Les galeristes Chantal Crousel, Kamel Mennour et Frédéric Bugada, de la galerie Bugada & Cargnel, commentent le rayonnement de leurs artistes sur la scène internationale.
Êtes-vous surpris du rang occupé par certains des artistes que vous représentez dans le Top 10 du classement Artindex ?

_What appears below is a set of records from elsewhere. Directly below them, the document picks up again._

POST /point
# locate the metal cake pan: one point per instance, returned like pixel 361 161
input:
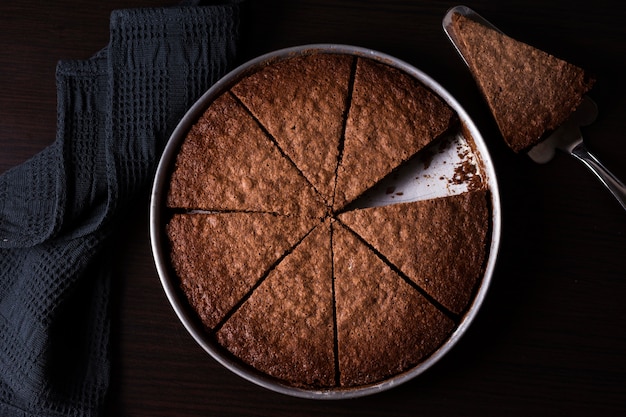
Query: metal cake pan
pixel 442 179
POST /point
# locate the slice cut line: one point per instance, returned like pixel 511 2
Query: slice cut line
pixel 227 163
pixel 439 244
pixel 219 257
pixel 391 117
pixel 285 327
pixel 303 109
pixel 384 325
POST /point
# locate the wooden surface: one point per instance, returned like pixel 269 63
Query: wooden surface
pixel 551 336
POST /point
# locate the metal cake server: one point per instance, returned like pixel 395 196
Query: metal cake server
pixel 568 137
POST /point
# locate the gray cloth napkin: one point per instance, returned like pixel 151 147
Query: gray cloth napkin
pixel 59 209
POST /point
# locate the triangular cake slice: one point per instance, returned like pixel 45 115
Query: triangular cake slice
pixel 384 325
pixel 392 116
pixel 529 92
pixel 301 102
pixel 228 163
pixel 440 244
pixel 219 257
pixel 285 328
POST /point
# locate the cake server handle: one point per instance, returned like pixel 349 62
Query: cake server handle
pixel 610 181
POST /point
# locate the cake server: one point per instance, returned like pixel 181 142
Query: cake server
pixel 568 137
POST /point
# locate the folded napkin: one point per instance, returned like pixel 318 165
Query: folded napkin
pixel 59 209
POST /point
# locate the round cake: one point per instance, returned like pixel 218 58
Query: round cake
pixel 287 273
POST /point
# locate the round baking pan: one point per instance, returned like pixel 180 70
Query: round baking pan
pixel 468 134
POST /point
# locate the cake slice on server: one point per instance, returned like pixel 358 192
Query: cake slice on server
pixel 219 257
pixel 303 109
pixel 529 92
pixel 227 163
pixel 439 244
pixel 392 116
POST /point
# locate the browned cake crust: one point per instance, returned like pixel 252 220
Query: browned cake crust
pixel 439 244
pixel 529 92
pixel 392 116
pixel 219 257
pixel 301 101
pixel 285 328
pixel 311 302
pixel 227 163
pixel 384 326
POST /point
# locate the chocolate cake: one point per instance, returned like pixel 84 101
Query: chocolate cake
pixel 228 163
pixel 384 326
pixel 301 102
pixel 392 116
pixel 285 328
pixel 282 273
pixel 529 92
pixel 432 241
pixel 219 257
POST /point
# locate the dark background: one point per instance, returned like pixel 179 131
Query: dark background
pixel 551 336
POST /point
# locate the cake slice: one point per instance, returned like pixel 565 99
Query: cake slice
pixel 301 102
pixel 384 325
pixel 392 116
pixel 228 163
pixel 529 92
pixel 219 257
pixel 440 244
pixel 285 327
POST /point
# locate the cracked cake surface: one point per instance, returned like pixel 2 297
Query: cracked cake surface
pixel 284 275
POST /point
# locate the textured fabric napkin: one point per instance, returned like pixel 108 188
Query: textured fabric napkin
pixel 57 210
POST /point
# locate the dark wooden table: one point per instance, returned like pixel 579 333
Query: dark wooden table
pixel 551 337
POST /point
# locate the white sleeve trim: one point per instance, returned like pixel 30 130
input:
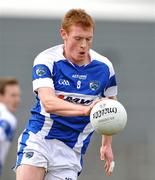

Chantal Crousel : Non, pas du tout. Anri Sala [1er] ne s’est jamais positionné depuis un point de vue national, il voyage beaucoup et puise son inspiration partout au fil de ses déplacements. Les sujets qui l’intéressent le touchent d’abord lui-même à titre personnel. Sa façon de vivre, d’enregistrer un moment et de le transmettre s’adresse non à un public d’une culture spécifique, mais à toute personne ouverte et sensible. Il y a une réelle universalité dans son propos, dans sa façon de prendre pour sujet l’émerveillement d’un individu par rapport au monde et de façon plus générale de sublimer la condition humaine.
Kamel Mennour : Daniel Buren [4e] et François Morellet[2e] faisant partie des plus grands artistes français, j’aurais vraiment été surpris qu’ils ne figurent pas en bonne place dans ce classement qui est finalement très logique. En ce moment à la galerie, nous collaborons au catalogue raisonné de Daniel Buren et nous travaillons sur un dossier très volumineux qui reprend ses expositions à l’étranger. S’ils le voyaient, les gens seraient surpris, ce n’est plus un dossier, c’est un bottin. C’est incroyable et on ne le sait que peu, ou du moins pas à ce point-là. C’est un artiste dont la visibilité a un spectre très large.
Frédéric Bugada : Le classement est établi à partir de critères précis sur la carrière de l’artiste, et, pour qui suit la scène internationale, il n’y a rien d’étonnant à retrouver Cyprien Gaillard [7e] à cette place, tant son activité à l’étranger a été riche depuis le début de son parcours et de notre collaboration, en octobre 2006. En revanche, ce qu’il y a de frappant c’est la précocité et la rapidité de cette carrière, puisque, né en 1980, Cyprien est de très loin le plus jeune parmi les dix premiers.
Les artistes français sont-ils selon vous plus présents aujourd’hui sur la scène internationale, et si oui comment l’expliquez-vous ?
C. C. : Oui, les meilleurs sont plus présents sur le plan international, comme dans tous les domaines, et très nettement. Ils sont conscients qu’il n’y a pas que la France. Ils ont compris que l’on est un artiste international lorsqu’on peut dialoguer, échanger avec d’autres centres du monde tout aussi actifs et importants. On s’en rend bien compte lorsqu’on est en Chine, à Dubaï ou ailleurs : à chaque fois, on se trouve au centre du monde, mais un centre qui diffère, avec un autre horizon et d’autres perspectives.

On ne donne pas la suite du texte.